Depuis des années, grâce à la mobilisation d’organisations politiques vietnamiennes aux USA, Washington demande à Hà Nôi d’abroger le décret 31/CP en échange de l’obtention du statut PNTR et du retrait du Viêt Nam de la liste des « pays préoccupants » (CPC). Le mois dernier, le Département d’État, par l’intermédiaire de son représentant spécial sur les questions des droits de l’homme, a de nouveau demandé au Viêt Nam de retirer ce décret avant la tenue du sommet de l’APEC. Mais il semblerait qu’à cause des dissensions internes au Parti Communiste Vietnamien (PCV), le décret n’ait toujours pas été officiellement abrogé.

La prudence de Hà Nôi est compréhensible car le régime totalitaire répugne à abandonner un moyen de répression fort redoutable face au mouvement démocratique actuel. Ce mouvement prend toujours plus d’ampleur et gagne toujours plus d’adhésion, avec notamment la création récente d’une Alliance pour la Démocratie et les Droits de l’Homme, d’un syndicat indépendant, d’une association d’anciens prisonniers de conscience, etc. À défaut de pouvoir emprisonner les militants démocrates, les autorités recourent à de viles méthodes comme celle, toute récente, d’envoyer des policiers déguisés en voyous s’attaquer à Mlle Le Thi Cong Nhan et à Maître Nguyen Van Dai, après leur avoir refusé l’autorisation de sortie du territoire. Les autorités recourent aussi au harcèlement administratif, convoquant messieurs Do Nam Hai et Nguyen Chinh Ket tous les jours au commissariat, pendant plusieurs jours d’affilée, pour les interroger sur l’Alliance pour la Démocratie et les Droits de l’Homme. Même procédé à l’encontre de M. Le Tri Tue, accusé d’avoir participé à la création du syndicat indépendant… Ces réactions somme toute assez molles montrent que les autorités usent davantage du harcèlement que de la répression à l’encontre des dissidents.
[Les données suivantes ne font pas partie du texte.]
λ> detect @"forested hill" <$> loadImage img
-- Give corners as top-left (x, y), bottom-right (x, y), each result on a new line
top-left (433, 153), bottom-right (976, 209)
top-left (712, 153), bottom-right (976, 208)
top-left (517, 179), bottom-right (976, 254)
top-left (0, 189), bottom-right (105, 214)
L’hésitation actuelle de Hà Nôi est comparable à celle des autorités communistes polonaises, tchèques et hongroises, voici 17 ans, lorsque celles-ci furent obligées de lever l’état d’urgence promulgué à l’époque pour arrêter et détenir sans jugement toute personne s’élevant contre le régime. Avant de se décider à lever l’état d’urgence, les pays communistes d’Europe de l’Est avaient temporisé afin de négocier avec l’Ouest des conditions commerciales privilégiées. Tactique vaine, car la pression populaire conduisit à l’effondrement de ces régimes.

Les autorités vietnamiennes se trouvent devant un choix difficile. Mais la difficulté est de leur fait car elles ont choisi d’aller à l’encontre des aspirations du peuple, de l’humanité. Tant que Hà Nôi continuera dans la voie de la libéralisation économique sans concessions politiques, la communauté internationale et les organisations militant pour la démocratie maintiendront leur pression. Le déphasage entre l’économie et le système politique s’aggrave car l’une se modernise en s’ouvrant au libéralisme tandis que l’autre réprime pour protéger le pouvoir en place. Le PCV a sous-estimé l’ampleur du mouvement démocratique depuis la création du Bloc 8406, en avril dernier. Ce mouvement ne se limite plus à quelques dissidents célèbres. Il devient multiforme avec par exemple les grèves des ouvriers du textile, ou bien les manifestations des paysans expropriés. On retiendra plus particulièrement les révoltes populaires de milliers de paysans à Chi Thanh, Tuy Hoa, Phu Yen les 21 et 22 octobre derniers, coupant les voies de circulation sur 20 kilomètres. Les paysans protestaient contre la mort d’un des leurs dans un commissariat, sans doute torturé par la police.

En conclusion, l’évolution politique au Viêt Nam nous permet d’être optimiste. L’abrogation du décret 31/CP affaiblira encore plus le pouvoir totalitaire vietnamien, facilitant ainsi le développement du mouvement démocratique à l’intérieur du pays.